- Briefly review how Zeebe provides horizontal scalability and fault tolerance
- Describe one of the benchmarks that we run internally to measure Zeebe’s scalability and share our results (spoiler: Zeebe scales, again)
- Provide code and a README so that you can replicate these benchmarks yourself by running a Zeebe cluster on AWS
A big thanks to Felix for setting up the benchmark repository and running the benchmarks for this post.
How Zeebe Scales and Provides Fault Tolerance
As a workflow engine for microservices orchestration, it’s critical that Zeebe can scale to handle high-throughput workloads. The use cases we had in mind when we designed Zeebe might require the execution of hundreds of thousands (or more) workflow instances per second, and so the ability to scale horizontally on commodity hardware is a defining characteristic of Zeebe.
With these scalability requirements in mind, let’s go through a surface-level explanation of the mechanisms that allow Zeebe to scale horizontally and in a fault-tolerant manner.
First, Zeebe does not rely on an external database for data storage–this is one attribute that makes it different from other workflow engines. Most, if not all, workflow engines rely on relational databases to maintain state–that is, the current status of in-flight workflow instances and relevant metadata about these instances. Reading from and writing to a relational database will, at some point, become a significant performance bottleneck.
So if Zeebe doesn’t use a relational database, how does it maintain state?
In Zeebe, data is persisted on the same servers (“brokers”) where Zeebe is deployed. The data is stored as a stream of workflow-related events in the form of append-only logs (“topics”). Sequential writes to a log are much more efficient than updates in a database and still provide Zeebe with the ability to derive the current state of a workflow at any point in time.
Zeebe’s mechanism for horizontal scalability is partitioning, which makes it possible to distribute data in a Zeebe topic across a cluster of machines (partitioning is similar to the concept of sharding in the database world). A Zeebe user configures the number of Partitions
when creating a new topic.
Equally important to horizontal scalability in Zeebe is fault tolerance, meaning that if a Zeebe broker goes down, no data will be lost, and the microservices or other workers that publish events to and consume events from Zeebe are able to resume processing with minimal interruption.

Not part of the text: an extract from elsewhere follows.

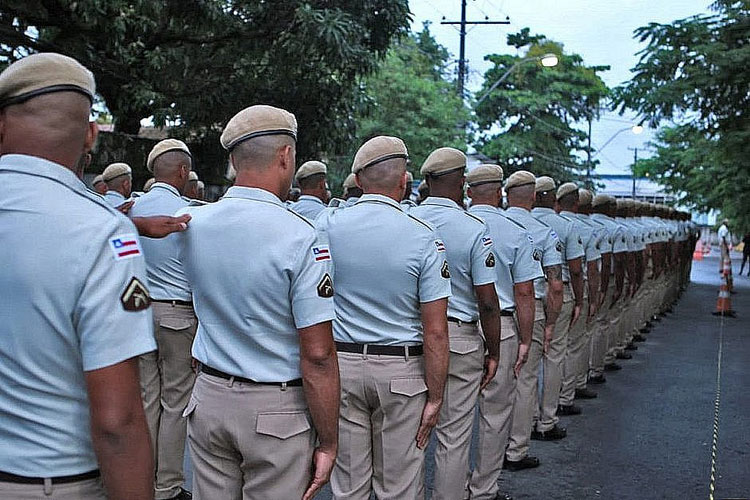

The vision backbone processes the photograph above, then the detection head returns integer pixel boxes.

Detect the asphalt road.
[185,253,750,500]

To provide fault tolerance, Zeebe partitions can be replicated across different machines, and this ReplicationFactor
(the number of replications created per partition) is another configuration option that’s set by a user during topic creation.
Let’s visualize these concepts to make sure they’re clear. In the graphic below, we show a single Zeebe topic with two Partitions
and a ReplicationFactor
of three distributed across three Zeebe brokers. In this scenario, one of our Zeebe brokers could go down, and we’d still be able to continue processing with no data loss–the number of broker failures that can be tolerated is equal to ((ReplicationFactor
- 1) / 2).
To summarize:
- To scale throughput, you can increase the number of
Partitions
to distribute processing over machines in a cluster - For fault tolerance, you can configure the
ReplicationFactor
; replications function as “hot standby” of yourPartitions
that are stored on different brokers, making it possible to quickly resume processing after a failure
For more information about these concepts, we recommend the Topics & Partitions entry in the Zeebe docs.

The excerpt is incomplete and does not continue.